Gals in Blue: Finding Each Other

by
Elisabeth Auld

I got a short notice deployment. I am leaving in less than a week. I am missing Thanksgiving and Christmas and everything.

The call from one of my dearest friends was unexpected but not surprising. This was late 2003, and we were at war in Iraq and Afghanistan. It was all hands on deck, literally. In the early 2000s, when the standing US military force was at its lowest since World War II, you were either deployed, coming home from deployment, getting ready to deploy, serving in some other overseas location, or in training.

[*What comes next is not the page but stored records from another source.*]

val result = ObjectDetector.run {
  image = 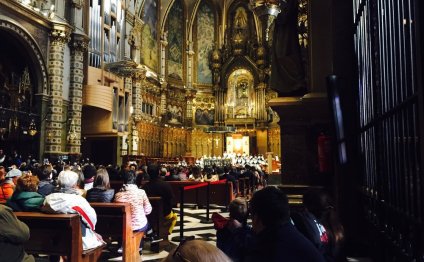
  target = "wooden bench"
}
[147,197,168,239]
[167,181,234,206]
[15,212,104,262]
[90,203,144,262]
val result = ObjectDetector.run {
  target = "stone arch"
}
[0,15,50,95]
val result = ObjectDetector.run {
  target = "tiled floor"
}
[104,207,228,262]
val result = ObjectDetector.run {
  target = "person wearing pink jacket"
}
[115,172,152,252]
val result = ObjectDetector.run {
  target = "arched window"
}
[167,0,184,80]
[196,1,215,84]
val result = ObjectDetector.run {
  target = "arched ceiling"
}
[160,0,236,32]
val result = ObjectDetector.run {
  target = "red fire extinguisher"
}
[317,133,333,173]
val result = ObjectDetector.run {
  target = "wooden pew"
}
[15,212,104,262]
[147,196,169,253]
[167,181,234,206]
[90,203,144,262]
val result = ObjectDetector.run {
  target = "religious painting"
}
[166,104,183,125]
[168,0,184,79]
[194,108,215,125]
[226,69,255,118]
[234,6,247,29]
[196,2,215,84]
[141,0,159,71]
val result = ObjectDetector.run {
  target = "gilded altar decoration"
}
[140,0,159,71]
[196,2,215,84]
[167,0,184,79]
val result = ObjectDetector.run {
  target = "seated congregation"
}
[0,163,343,261]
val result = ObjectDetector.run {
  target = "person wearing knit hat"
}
[0,168,22,203]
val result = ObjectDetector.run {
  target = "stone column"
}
[185,88,196,126]
[255,83,267,122]
[45,24,71,156]
[215,87,225,126]
[67,34,89,155]
[132,71,146,123]
[160,82,168,116]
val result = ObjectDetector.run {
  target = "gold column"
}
[67,34,89,155]
[45,24,71,155]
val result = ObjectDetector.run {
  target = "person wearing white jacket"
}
[41,170,104,250]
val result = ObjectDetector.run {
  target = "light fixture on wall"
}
[249,0,287,45]
[67,119,78,142]
[28,118,38,136]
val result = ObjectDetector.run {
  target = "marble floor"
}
[104,206,228,262]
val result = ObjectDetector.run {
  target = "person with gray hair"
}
[41,170,104,250]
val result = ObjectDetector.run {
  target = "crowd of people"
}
[0,148,343,261]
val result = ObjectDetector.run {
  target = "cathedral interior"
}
[0,0,424,261]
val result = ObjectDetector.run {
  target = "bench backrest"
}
[167,181,234,206]
[15,212,82,261]
[90,203,143,262]
[147,197,168,238]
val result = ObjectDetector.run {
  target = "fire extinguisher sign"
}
[317,133,333,173]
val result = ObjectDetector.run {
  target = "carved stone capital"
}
[72,0,84,9]
[49,24,71,44]
[132,70,146,81]
[70,34,90,52]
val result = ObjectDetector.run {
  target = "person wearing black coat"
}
[33,164,55,197]
[86,168,115,203]
[143,165,177,234]
[243,186,325,262]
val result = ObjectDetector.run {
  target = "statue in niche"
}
[234,7,247,29]
[0,63,10,108]
[237,82,247,99]
[270,0,306,96]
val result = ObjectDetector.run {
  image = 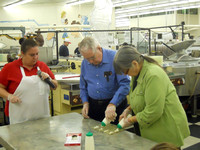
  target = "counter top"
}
[0,113,156,150]
[55,73,80,84]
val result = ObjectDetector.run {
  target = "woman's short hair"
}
[21,39,38,54]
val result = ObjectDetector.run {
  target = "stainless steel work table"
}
[0,113,156,150]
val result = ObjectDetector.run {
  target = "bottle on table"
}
[85,132,95,150]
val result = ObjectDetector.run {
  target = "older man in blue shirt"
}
[79,37,130,124]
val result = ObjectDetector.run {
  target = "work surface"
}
[0,113,156,150]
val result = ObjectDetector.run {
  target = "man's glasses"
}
[124,69,129,74]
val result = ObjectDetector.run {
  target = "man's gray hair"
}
[79,37,100,53]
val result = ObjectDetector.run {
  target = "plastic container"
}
[101,118,110,127]
[85,132,95,150]
[117,114,132,129]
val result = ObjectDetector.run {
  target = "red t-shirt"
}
[0,59,55,116]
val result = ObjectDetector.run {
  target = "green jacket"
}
[130,60,190,147]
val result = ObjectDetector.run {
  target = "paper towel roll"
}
[149,56,163,66]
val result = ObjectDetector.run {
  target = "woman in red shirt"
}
[0,39,57,124]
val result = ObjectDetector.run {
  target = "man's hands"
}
[82,102,90,119]
[8,94,22,103]
[105,104,117,121]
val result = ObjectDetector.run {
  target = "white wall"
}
[0,4,93,54]
[130,14,176,28]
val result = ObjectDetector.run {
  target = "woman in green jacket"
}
[113,46,190,147]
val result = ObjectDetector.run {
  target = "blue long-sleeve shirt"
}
[80,48,130,106]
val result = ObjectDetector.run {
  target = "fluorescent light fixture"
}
[65,0,93,6]
[115,0,200,14]
[115,4,200,19]
[113,0,148,7]
[4,0,32,9]
[115,18,130,27]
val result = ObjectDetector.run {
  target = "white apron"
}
[9,67,50,124]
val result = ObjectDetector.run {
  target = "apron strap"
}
[20,67,26,77]
[20,66,40,77]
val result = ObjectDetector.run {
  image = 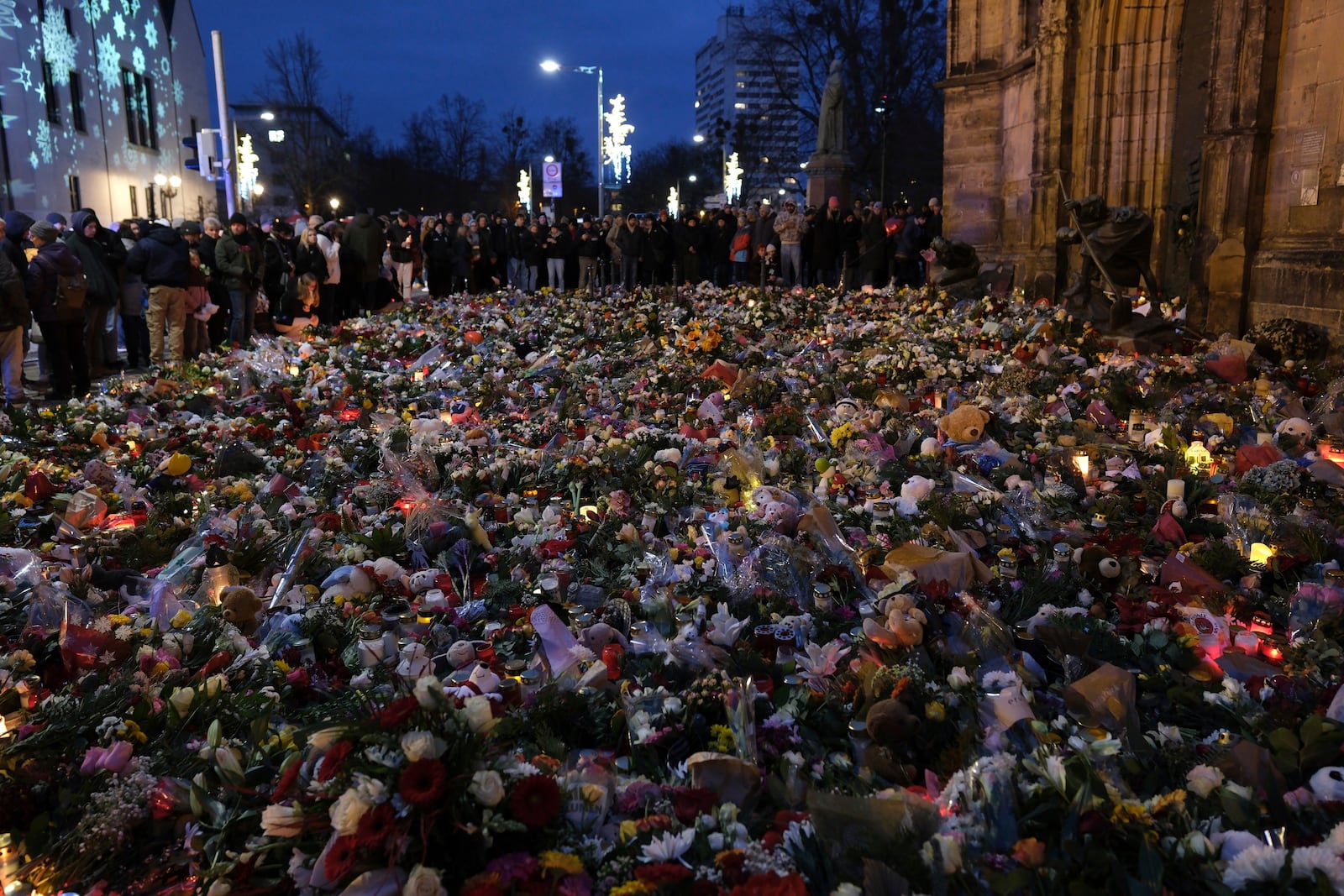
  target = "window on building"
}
[42,59,60,125]
[121,69,159,149]
[70,70,86,131]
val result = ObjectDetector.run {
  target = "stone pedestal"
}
[808,152,853,208]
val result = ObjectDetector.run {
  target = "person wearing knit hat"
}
[29,220,60,244]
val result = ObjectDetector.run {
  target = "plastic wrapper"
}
[723,677,759,764]
[1288,582,1344,641]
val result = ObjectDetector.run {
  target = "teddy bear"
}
[863,594,929,647]
[1074,544,1120,584]
[938,403,990,445]
[219,584,262,637]
[864,699,919,783]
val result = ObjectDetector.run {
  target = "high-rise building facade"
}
[695,7,806,202]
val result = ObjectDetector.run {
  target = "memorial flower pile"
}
[0,287,1344,896]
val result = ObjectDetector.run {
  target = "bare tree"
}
[743,0,946,196]
[260,31,351,212]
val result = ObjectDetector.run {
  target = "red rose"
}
[398,759,448,809]
[634,862,690,887]
[509,775,560,827]
[730,871,808,896]
[667,787,717,825]
[318,740,354,784]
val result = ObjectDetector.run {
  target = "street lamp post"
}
[542,59,606,220]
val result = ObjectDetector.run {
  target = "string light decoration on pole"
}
[602,94,634,184]
[515,168,533,215]
[723,152,744,206]
[542,59,606,217]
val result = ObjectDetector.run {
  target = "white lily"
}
[704,603,748,647]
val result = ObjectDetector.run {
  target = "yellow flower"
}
[536,849,583,874]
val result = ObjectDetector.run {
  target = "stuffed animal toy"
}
[938,403,990,445]
[864,700,919,783]
[863,594,929,647]
[896,475,938,516]
[580,622,630,658]
[1074,544,1120,584]
[1274,417,1312,442]
[219,584,262,637]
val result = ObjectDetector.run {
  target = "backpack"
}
[56,271,89,314]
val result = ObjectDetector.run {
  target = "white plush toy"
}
[323,565,374,602]
[896,475,938,516]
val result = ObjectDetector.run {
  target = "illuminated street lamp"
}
[542,59,606,219]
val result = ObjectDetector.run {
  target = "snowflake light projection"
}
[602,94,634,184]
[42,3,79,86]
[98,34,121,90]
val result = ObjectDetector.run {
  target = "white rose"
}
[331,787,370,837]
[260,806,304,837]
[402,731,448,762]
[402,865,448,896]
[466,771,504,809]
[1185,766,1223,797]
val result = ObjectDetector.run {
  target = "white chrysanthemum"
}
[1293,845,1344,893]
[1223,844,1288,891]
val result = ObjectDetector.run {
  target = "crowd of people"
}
[0,197,942,407]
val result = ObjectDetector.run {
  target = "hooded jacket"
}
[0,243,29,332]
[345,212,387,284]
[0,211,32,277]
[126,224,191,289]
[24,239,83,324]
[65,211,125,307]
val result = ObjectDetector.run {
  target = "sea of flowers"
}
[0,287,1344,896]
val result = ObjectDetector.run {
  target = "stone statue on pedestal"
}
[817,59,845,156]
[806,59,853,208]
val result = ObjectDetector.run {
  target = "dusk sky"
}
[192,0,727,156]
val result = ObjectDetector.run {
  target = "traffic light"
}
[181,128,219,180]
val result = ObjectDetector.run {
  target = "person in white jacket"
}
[307,215,340,322]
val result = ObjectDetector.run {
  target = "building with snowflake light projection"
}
[0,0,215,222]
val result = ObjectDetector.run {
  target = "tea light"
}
[1232,630,1261,657]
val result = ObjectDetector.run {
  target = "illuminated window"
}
[42,60,60,125]
[121,69,159,149]
[70,71,86,132]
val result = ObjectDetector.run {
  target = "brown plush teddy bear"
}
[864,700,919,784]
[1074,544,1120,584]
[219,584,262,637]
[938,401,990,442]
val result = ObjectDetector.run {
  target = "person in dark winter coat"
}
[24,220,89,401]
[126,224,191,364]
[0,245,31,407]
[65,210,126,376]
[341,212,387,311]
[676,215,712,284]
[0,211,32,277]
[215,212,265,345]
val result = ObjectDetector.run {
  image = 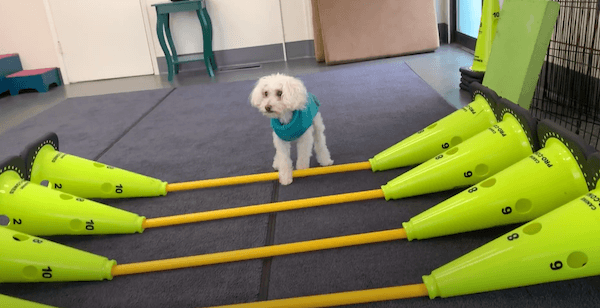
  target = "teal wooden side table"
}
[152,0,217,81]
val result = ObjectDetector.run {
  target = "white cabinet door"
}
[48,0,154,82]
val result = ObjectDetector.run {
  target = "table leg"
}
[165,14,179,74]
[202,7,217,70]
[196,9,215,77]
[156,14,173,82]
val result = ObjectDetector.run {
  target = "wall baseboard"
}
[438,22,450,44]
[157,40,315,74]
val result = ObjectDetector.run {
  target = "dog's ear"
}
[248,77,266,107]
[281,77,308,110]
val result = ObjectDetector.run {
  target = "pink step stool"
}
[6,67,62,95]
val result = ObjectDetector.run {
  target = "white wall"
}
[0,0,450,79]
[0,0,59,70]
[145,0,288,57]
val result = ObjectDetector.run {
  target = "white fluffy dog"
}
[250,74,333,185]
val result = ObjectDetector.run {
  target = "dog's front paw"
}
[279,170,293,185]
[296,159,310,170]
[319,158,333,166]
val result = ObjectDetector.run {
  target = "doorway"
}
[48,0,154,82]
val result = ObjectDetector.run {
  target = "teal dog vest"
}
[271,93,321,141]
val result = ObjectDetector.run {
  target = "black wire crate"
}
[530,0,600,149]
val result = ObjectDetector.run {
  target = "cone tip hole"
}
[475,164,489,176]
[515,199,531,213]
[69,219,83,231]
[523,222,542,235]
[13,233,29,242]
[100,183,112,193]
[446,147,458,155]
[567,251,588,268]
[0,215,10,226]
[480,178,496,188]
[450,136,462,146]
[23,265,37,279]
[60,194,73,200]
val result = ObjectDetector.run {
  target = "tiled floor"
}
[0,44,473,133]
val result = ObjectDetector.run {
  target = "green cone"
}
[369,86,498,172]
[22,133,167,198]
[381,113,533,200]
[0,227,117,283]
[402,138,588,241]
[0,294,56,308]
[423,185,600,299]
[0,157,145,236]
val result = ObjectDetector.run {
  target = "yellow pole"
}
[167,161,371,192]
[207,283,429,308]
[112,228,406,276]
[142,189,384,229]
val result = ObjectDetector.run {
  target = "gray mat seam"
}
[93,88,177,161]
[258,181,279,301]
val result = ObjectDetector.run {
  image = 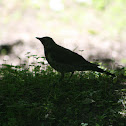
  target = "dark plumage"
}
[36,37,115,79]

I had no doubt she would be awesome while deployed, because she was one of the most talented Air Force officers I knew. The fact that she was female, and was being sent into a combat zone, was never an issue.

No Women’s Only Units

It’s really amazing to think about, the incredible amount of change for women in the military in the 60 or so years since the days of the WASPs. Women in the early days were limited to very few career fields, mainly nursing. Those incredible WASP pilots were dismissed without benefits or even veteran status (that was finally granted to them in 1977). Women weren’t allowed to attend military academies or pilot training until the late 70s and early 80s. And thank goodness there were amazing women that were those “firsts,” because that meant when I got my Air Force commission, I could choose from nearly all available career fields.

But even now, when all career fields in the military are open to women – fighter pilot, infantry, submarines, even Ranger qualification – we still make up less than 20% of the force. The military is fully integrated, there aren’t women-only units, but that means you are sometimes one of the only women in your unit. It can get a little lonely.

Military wedding dinner.

Credit
National Women's History Museum

A Special Skill

I might never have stayed for as long as I did without my closest girlfriends. It’s a special skill of women in particular, I think, to team up and take care of each other. Sometimes they were in my unit, but usually not. Usually I met them working on some extra duty or at the gym or around base. Some were active duty, some reservists, some formerly active duty that stayed part of the Air Force by either job or marriage. And all were a life raft when I most needed it.

Just like my friend calling me, I have made similar calls to her and to others when a crisis of some kind was brewing. Never a crisis like, “my house burned down,” usually something like “I’ve been selected for this prestigious graduate degree program but it means leaving my husband and children for 10 months” or “I’ve been given squadron command but it’s in Iraq for a year.”

Even the most military supporting friends and neighbors would cringe when I said those things out loud, but not my girlfriends. Because they get it. They get that serving your country means sacrifice, but you should still do it. Not only were they there to answer my phone calls, but they also sent care packages and helped out my family when they needed it and I couldn’t be there. Without their knowing it, they have been and remain great examples to my daughter about serving with excellence, and humor, and friendship.

Informal Mentors

That’s why, as I closed out my career in the Air Force, I started my blog, Gals in Blue. I wanted some way to stay involved as an informal mentor, and to help others connect. I love how blogs and social media are helping women in the military to find each other, to reach out for help, and to celebrate each other’s accomplishments. I had someone ask me recently if I missed being in the Air Force. My answer was an unqualified no, and I could say that because the best part, by far, of my military experience, was my girlfriends. And I get to keep them forever.

Elisabeth Auld served for 24 years in the US Air Force, including tours in Japan, South Korea, Germany and Iraq. She currently works in the aviation industry, and resides in Alexandria, Virginia with her husband, also an Air Force veteran, and their two children.